El coronavirus dispara el edadismo en el mercado laboral, según un estudio de la ONG Generation. La edad crítica para encontrar un empleo se sitúa ahora en los 45 años.

El edadismo, entendido como la discriminación por razón de edad, es cada vez más precoz en el mercado laboral. Así se desprende de las conclusiones del estudio ‘Meeting The World’s Midcareer Challenge‘ (Afrontar el reto del ecuador de la carrera profesional en el mundo), realizado y difundido por la ONG Generation.

Según el informe, las posibilidades de encontrar trabajo disminuyen a partir de los 45 años, pese a que los candidatos de estas edades estén igual o mejor preparados que sus competidores más jóvenes.

Esta tendencia a contratar cada vez más a gente más joven, ha sido potenciada por la pandemia y está afectado especialmente a la Generación X, que comprende a las personas nacidas entre 1965 y 1981. Esta es la generación peor posicionada a la hora de encontrar trabajo tal y como aportan los datos del informe. De hecho, solo una de cada tres personas entre 45 y 60 años está trabajando de forma estable en la actualidad. Es decir, casi dos terceras partes de las personas entre esta franja de edad que está en búsqueda activa de empleo, llevan sin trabajar más de un año.
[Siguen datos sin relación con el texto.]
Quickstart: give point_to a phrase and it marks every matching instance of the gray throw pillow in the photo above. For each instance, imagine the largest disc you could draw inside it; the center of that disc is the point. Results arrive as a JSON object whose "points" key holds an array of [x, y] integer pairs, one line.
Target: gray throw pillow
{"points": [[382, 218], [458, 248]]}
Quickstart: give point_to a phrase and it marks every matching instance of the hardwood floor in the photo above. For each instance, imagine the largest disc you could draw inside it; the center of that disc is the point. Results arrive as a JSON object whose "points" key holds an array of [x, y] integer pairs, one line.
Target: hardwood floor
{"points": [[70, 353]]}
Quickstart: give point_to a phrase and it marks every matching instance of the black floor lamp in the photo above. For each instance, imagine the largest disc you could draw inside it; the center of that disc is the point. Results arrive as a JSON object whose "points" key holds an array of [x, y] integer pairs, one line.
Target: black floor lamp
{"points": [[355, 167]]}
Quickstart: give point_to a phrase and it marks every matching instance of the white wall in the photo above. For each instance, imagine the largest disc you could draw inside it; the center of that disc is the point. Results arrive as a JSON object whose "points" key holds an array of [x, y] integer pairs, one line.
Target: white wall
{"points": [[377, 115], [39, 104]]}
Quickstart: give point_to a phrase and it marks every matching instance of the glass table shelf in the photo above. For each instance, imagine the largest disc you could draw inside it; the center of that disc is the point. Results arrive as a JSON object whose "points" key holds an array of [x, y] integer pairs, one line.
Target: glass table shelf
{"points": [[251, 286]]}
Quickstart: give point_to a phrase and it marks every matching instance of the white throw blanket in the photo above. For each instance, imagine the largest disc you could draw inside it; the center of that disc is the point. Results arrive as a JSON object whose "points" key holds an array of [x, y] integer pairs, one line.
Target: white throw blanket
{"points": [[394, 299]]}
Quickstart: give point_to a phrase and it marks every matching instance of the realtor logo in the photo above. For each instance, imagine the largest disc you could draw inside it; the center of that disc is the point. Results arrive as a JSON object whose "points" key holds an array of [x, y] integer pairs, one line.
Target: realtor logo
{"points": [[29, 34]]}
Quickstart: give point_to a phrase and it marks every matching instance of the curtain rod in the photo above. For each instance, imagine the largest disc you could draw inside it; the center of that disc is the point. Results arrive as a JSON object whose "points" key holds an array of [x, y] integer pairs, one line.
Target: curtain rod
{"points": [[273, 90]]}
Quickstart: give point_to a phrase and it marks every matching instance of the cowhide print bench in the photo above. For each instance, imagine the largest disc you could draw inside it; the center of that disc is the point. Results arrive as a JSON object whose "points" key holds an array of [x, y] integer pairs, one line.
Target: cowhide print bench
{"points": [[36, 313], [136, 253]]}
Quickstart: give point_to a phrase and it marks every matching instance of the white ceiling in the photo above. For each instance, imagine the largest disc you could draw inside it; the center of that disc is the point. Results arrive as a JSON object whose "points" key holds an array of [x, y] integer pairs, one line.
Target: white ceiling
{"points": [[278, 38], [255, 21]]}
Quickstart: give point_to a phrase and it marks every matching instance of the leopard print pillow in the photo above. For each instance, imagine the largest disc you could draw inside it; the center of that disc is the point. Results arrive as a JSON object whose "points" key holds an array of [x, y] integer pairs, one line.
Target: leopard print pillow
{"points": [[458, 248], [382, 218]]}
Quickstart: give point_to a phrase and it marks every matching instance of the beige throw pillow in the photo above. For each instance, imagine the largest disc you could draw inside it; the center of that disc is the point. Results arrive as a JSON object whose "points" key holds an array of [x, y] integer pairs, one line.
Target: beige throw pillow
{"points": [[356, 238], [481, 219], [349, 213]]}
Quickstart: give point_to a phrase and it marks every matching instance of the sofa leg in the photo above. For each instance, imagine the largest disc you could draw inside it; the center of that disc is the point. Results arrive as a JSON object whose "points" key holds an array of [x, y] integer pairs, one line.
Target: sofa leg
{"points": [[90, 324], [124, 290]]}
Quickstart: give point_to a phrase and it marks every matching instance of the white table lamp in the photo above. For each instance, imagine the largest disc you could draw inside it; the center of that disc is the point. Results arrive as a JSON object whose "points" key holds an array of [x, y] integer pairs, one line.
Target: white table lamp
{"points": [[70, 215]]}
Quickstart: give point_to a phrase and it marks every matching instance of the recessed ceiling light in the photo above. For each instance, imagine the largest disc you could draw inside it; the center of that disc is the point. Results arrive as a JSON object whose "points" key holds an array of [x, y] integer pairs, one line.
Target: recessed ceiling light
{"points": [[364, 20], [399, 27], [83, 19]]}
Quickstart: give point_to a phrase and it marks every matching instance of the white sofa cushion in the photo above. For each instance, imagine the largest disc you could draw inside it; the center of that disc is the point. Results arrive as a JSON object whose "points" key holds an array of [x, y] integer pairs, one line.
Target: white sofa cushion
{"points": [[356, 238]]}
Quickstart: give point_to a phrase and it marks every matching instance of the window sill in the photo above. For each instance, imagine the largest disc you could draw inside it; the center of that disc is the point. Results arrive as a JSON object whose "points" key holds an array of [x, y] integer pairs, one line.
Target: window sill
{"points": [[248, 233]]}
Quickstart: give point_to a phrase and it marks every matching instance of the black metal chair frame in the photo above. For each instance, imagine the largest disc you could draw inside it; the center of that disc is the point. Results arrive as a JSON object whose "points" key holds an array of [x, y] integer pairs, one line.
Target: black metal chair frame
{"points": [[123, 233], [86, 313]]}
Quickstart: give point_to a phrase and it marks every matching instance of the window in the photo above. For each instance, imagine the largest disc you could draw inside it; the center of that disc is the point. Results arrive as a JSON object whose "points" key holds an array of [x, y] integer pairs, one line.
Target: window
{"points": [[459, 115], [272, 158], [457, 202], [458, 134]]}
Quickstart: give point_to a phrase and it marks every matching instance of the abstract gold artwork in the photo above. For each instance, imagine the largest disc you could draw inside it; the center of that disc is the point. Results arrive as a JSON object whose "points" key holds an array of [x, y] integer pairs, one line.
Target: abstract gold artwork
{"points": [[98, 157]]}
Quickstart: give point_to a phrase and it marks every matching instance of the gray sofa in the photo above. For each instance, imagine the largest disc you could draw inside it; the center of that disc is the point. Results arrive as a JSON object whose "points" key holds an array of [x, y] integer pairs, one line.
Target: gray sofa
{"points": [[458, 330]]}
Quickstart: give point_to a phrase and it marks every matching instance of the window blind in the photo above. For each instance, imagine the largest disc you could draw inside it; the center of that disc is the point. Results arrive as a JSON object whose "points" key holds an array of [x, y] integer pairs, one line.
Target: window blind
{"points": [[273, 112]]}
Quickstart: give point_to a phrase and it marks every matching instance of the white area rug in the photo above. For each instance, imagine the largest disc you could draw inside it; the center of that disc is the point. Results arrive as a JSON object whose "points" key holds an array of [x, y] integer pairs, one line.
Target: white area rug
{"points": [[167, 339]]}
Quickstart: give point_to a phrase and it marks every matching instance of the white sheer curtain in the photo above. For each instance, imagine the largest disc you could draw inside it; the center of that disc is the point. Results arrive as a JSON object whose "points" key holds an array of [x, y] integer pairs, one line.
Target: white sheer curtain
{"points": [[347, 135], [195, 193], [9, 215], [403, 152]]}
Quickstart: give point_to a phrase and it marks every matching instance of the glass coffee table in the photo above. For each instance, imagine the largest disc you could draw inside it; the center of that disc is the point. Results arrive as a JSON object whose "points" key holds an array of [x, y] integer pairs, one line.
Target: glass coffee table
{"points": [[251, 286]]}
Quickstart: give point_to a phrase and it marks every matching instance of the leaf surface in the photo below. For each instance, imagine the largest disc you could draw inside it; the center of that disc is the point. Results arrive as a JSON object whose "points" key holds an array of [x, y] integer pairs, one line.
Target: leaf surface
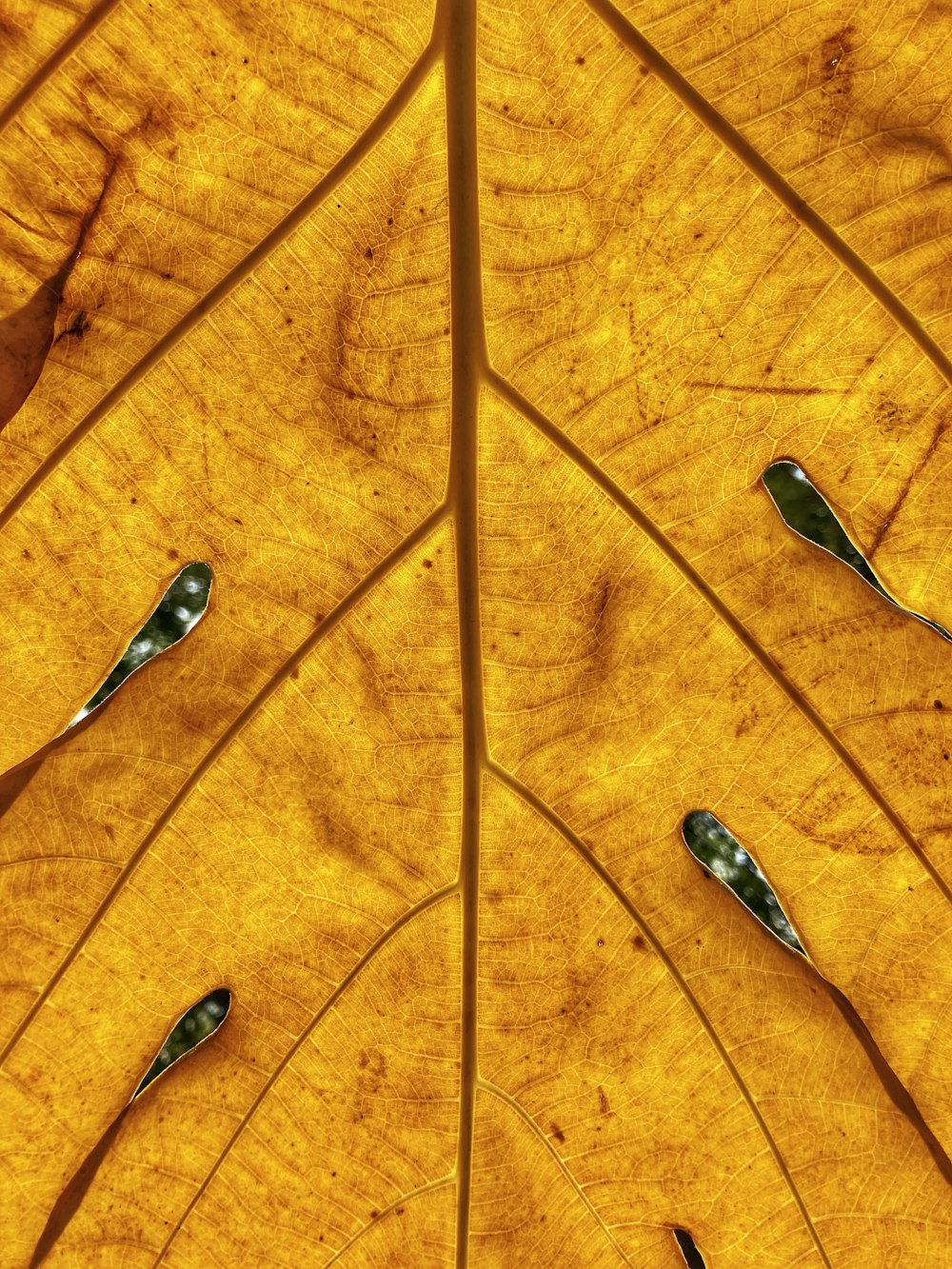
{"points": [[456, 342]]}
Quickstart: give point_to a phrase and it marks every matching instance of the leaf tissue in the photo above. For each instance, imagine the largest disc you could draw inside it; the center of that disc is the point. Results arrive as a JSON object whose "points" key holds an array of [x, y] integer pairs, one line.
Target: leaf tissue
{"points": [[456, 340]]}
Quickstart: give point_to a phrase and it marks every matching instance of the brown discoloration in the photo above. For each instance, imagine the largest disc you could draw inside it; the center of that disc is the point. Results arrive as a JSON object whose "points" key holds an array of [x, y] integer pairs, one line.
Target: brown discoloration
{"points": [[768, 388], [75, 1191], [904, 492], [76, 328], [833, 52], [27, 335]]}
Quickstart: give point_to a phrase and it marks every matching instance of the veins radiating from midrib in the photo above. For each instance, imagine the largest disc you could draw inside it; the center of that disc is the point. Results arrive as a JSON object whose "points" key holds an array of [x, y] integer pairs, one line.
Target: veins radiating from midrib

Esta proporción desciende al 52% en el caso de las personas de entre 35 y 44 años y al 36% en la franja de edad de entre los 18 y los 34 años.

El informe fue realizado entre marzo y mayo del año en curso. Para llevarlo a cabo se encuestaron a 3.800 personas de entre 18 y 60 años y a 1.404 directores de contratación. Estos últimos siempre favorecen la contratación de menores de 45 años, pese a que, de acuerdo a las propias empresas, el 90% de los trabajadores mayores de esta edad tiene el mismo potencial a largo plazo que las generaciones inmediatamente posteriores.

El edadismo sitúa en 45 años la edad crítica para encontrar empleo.
Dos terceras partes de las personas entre 45 y 60 años en búsqueda activa de empleo llevan sin trabajar más de un año. /Imagen cedida por ©Joergelman.

Según dicho estudio, el 72% de los responsables de recursos humanos pertenecen a generaciones posteriores a la Generación X. Este hecho provocaría que estén más predispuestos a contratar a sus coetáneos, al entender que están digitalmente más preparados. Las razones esgrimidas son que las personas más jóvenes tienen mejor y más formación digital; una experiencia más relevante y mayor facilidad para adaptarse a la cultura de empresa.

Ante esta situación, desde la ONG Generation advierten que «el edadismo es un problema real» y que para su abordaje son necesarias «más atención y reflexión».

Los efectos del edadismo

El edadismo tiene consecuencias negativas no solo para las personas mayores, sino para la sociedad en general. Algunos de ellos, según cifra el ministerio de Sanidad, son: estrés cardiovascular; reducción de la esperanza de vida en 7,5 años en personas con actitudes negativas sobre el envejecimiento; invisibilización y ausencia de participación en la comunidad de las personas mayores; riesgo de exclusión social y barreras al acceso al mercado laboral.

Además, el edadismo también puede influir en actitudes negativas en la prestación de cuidados a largo plazo, «limitando los recursos orientados a la patología crónica y perpetuando el modelo de atención a la enfermedad aguda», tal y como señalan expertos en el Ministerio de Sanidad.